Home Economy AGI Urges Smooth Transition from 1D1F to 24-Hour Economy Policy

AGI Urges Smooth Transition from 1D1F to 24-Hour Economy Policy

by Radarr Africa

The Association of Ghana Industries (AGI) has urged the government to ensure a seamless transition for companies that benefited from the One District, One Factory (1D1F) initiative into the new 24-hour economy policy.

AGI President, Dr. Humphrey Ayim-Darke, made the call during the opening session of the Ghana Industrial Summit and Exhibition and Best Forum 2025 in Accra. He said the industrial sector expects that companies under the 1D1F programme will be migrated into the 24-hour economy with stronger incentives to support business growth and prevent disruption.

Dr. Ayim-Darke explained that the AGI welcomes the government’s 24-hour economy agenda because it has the potential to boost productivity and position Ghana as a competitive industrial hub in the regional value chain. However, he stressed that the initiative must go beyond simply keeping businesses open all day and night.

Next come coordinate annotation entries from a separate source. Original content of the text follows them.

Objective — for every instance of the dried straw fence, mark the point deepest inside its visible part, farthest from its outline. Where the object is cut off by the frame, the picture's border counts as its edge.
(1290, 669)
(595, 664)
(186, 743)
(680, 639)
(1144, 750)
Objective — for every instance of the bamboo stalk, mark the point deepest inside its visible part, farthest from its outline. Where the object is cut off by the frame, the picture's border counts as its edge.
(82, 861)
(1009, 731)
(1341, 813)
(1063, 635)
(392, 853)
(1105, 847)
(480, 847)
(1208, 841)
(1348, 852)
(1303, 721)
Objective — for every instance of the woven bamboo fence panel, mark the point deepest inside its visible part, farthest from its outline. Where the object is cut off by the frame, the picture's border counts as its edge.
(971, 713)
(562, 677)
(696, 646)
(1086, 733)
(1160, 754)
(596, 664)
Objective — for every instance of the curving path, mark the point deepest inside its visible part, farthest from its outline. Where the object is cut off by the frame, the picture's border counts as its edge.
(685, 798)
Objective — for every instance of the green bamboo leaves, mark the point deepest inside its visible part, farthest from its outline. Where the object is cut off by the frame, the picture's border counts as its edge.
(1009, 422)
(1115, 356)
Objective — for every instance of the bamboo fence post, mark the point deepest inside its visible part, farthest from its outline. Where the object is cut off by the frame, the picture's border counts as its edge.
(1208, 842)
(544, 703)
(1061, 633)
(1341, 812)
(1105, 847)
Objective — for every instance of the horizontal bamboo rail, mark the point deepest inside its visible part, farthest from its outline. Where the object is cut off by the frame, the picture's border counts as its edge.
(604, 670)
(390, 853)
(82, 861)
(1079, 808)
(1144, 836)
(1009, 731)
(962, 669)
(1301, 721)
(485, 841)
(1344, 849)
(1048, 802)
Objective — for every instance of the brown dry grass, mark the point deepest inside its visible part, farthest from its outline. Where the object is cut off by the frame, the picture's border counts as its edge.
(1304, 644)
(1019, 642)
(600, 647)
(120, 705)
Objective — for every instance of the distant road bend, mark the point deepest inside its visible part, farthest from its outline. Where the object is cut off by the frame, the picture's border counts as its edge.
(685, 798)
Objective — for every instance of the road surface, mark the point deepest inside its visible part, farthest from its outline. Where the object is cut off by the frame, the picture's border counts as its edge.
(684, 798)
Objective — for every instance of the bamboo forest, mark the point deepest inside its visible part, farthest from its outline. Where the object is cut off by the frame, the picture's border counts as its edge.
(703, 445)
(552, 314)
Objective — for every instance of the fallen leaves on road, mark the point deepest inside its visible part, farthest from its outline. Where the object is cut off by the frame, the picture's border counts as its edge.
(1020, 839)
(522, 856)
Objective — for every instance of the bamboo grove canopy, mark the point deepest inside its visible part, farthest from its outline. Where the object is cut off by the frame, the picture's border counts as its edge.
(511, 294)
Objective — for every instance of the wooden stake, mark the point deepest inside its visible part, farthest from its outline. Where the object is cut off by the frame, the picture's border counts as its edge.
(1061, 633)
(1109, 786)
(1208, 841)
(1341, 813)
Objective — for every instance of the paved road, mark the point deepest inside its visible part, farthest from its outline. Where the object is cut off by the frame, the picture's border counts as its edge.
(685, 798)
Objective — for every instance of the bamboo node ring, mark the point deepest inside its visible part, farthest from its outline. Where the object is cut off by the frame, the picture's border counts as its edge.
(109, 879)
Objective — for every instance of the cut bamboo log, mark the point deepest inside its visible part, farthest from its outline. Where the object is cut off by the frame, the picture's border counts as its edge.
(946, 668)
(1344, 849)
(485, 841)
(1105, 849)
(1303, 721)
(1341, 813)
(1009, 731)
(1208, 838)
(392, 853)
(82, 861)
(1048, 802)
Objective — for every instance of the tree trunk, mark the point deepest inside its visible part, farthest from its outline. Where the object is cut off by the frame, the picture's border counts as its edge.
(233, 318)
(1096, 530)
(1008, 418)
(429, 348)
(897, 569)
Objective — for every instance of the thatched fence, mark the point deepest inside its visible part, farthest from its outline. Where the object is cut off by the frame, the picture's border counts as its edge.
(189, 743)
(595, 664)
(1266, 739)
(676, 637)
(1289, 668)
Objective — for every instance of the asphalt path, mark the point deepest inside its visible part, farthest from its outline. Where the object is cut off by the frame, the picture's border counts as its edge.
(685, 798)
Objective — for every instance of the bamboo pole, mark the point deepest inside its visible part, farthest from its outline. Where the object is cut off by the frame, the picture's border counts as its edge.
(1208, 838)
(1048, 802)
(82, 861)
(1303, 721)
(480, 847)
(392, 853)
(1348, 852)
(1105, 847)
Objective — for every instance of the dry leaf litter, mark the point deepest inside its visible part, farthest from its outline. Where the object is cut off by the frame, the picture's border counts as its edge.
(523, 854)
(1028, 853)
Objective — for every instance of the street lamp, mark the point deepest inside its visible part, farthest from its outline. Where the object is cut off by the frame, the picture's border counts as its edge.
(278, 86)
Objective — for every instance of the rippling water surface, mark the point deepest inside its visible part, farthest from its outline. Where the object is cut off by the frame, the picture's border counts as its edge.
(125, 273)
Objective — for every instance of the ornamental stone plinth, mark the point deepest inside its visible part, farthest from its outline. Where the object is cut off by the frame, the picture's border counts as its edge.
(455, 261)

“It needs a deliberate promotion of resilience, efficiency and global competitiveness. For businesses, it means ensuring reliable energy supply, efficient transport and logistics, and supportive policy frameworks that make continuous production feasible. Incentives for industry are a necessity, such as a tax exemption regime that can trigger the expansion of business operations,” he stated.

The three-day summit, holding from September 16 to 18, is being organised in collaboration with the Ministry of Environment, Science and Technology, alongside other partners. This year’s theme is “Unlocking Industrial Potential: Strategic Approaches for Ghana’s Economic Transformation.”

Dr. Ayim-Darke also called for greater alignment among government agencies to ensure the success of the 24-hour economy initiative. He said coordination was vital to deliver transformational results that would enhance Ghana’s industrial and economic value chain.

Speaking on recent foreign exchange developments, the AGI President noted that the appreciation of the cedi has produced mixed outcomes. Importers of raw materials and finished products have benefited from reduced costs, but local manufacturers now face tougher competition due to the influx of cheaper imported goods.

“This development is creating an uneven playing field, making it difficult for domestic industries to remain competitive,” he said.

According to him, the situation is being worsened by the rise in parallel and smuggled imports, including beverages from neighbouring countries, which are affecting the operations of companies like Guinness Ghana, Coca-Cola, and other beverage producers.

“These parallel imports bypass standard regulatory checks or evade appropriate duties, giving them an artificial cost advantage while local manufacturers who comply with stringent quality and tax requirements find themselves at a disadvantage. We urge regulatory bodies to enforce their mandates to correct such market failures. We can attest to a number of cartels that have ganged up and disrupted our operations through the border,” he added.

Dr. Ayim-Darke said industrialisation should not be viewed merely as an economic ambition but as a national necessity. He stressed that no country has achieved lasting prosperity without a strong industrial base, and Ghana must leverage its natural resources, human capital, and strategic location to become a manufacturing hub in West Africa.

“The challenge lies in unlocking this potential in a way that transforms our economy, creates decent jobs and enhances competitiveness,” he said.

He called for fair electricity tariff pricing and more investment in energy infrastructure to strengthen competitiveness for industries. He warned that without deliberate policy and regulatory interventions, local industries risk losing their competitive edge, which could derail the country’s industrialisation agenda and long-term economic transformation.

Dr. Ayim-Darke also urged the government to consider enforcing strict import standards to curb unfair competition from low-quality or unregulated parallel imports. He said incentivising local manufacturers remains essential to ensure the sustainability of Ghana’s industrial base.